PROJECT OUTCOMES REPORT

Disclaimer

This Project Outcomes Report for the General Public is displayed verbatim as submitted by the Principal Investigator (PI) for this award. Any opinions, findings, and conclusions or recommendations expressed in this Report are those of the PI and do not necessarily reflect the views of the National Science Foundation; NSF has not approved or endorsed its content.

The objective of the Data-driven Autotuning for Runtime Execution (DARE) project was to provide application-level performance tuning capabilities to the end user. DARE’s development motivation stemmed from the never-ending hurdles of performance tuning for the PLASMA and MAGMA linear algebra libraries. These hurdles motivated the development of a software architecture that combined three components: hardware analysis, kernel modeling, and workload simulation.

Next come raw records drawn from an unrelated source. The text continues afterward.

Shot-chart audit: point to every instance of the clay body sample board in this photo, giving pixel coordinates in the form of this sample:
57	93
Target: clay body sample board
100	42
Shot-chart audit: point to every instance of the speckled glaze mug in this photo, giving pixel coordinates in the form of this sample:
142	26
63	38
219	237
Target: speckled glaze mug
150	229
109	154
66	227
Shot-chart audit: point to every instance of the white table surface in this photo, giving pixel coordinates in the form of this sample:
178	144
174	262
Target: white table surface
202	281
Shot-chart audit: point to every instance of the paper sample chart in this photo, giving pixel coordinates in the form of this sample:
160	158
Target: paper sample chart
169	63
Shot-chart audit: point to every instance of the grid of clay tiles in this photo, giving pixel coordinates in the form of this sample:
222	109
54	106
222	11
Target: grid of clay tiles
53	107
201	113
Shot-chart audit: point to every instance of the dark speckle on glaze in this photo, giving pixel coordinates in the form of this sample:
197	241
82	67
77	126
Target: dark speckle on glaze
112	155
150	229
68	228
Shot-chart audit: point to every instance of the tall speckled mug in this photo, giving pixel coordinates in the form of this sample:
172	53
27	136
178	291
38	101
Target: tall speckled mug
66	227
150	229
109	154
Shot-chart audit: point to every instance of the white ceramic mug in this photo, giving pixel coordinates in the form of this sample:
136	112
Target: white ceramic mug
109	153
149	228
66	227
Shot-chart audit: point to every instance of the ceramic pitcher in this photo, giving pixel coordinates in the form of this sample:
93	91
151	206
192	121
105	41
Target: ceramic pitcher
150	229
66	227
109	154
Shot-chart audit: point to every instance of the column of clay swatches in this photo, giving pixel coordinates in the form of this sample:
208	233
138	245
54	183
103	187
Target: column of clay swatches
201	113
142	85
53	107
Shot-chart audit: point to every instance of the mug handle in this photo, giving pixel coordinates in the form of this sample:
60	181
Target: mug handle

With DARE, the hardware analysis block built a detailed model of the hardware, its computational resources, and its memory system. The kernel modeling block built accurate performance models for the computational kernels involved in the workload, and the workload simulation block rapidly simulated a large number of runs to find the best execution conditions while relying on the information provided by the other two blocks. 

For our modeling, DARE used distributed-memory, multi-threaded, accelerator-enabled routines from the linear algebra library being developed as part of the Software for Linear Algebra Targeting Exascale (SLATE) project (https://icl.utk.edu/slate/). The SLATE project is developing fundamental dense linear algebra capabilities for current and upcoming distributed-memory systems, including GPU-accelerated systems as well as more traditional multi core–only systems. See the SLATE Working Notes (SWANs) for details (http://www.icl.utk.edu/publications/series/swans).

The ultimate objective of DARE was to arrange the analysis and simulation blocks in a continuous refinement loop that could serve as a framework for optimizing applications beyond the field of dense linear algebra.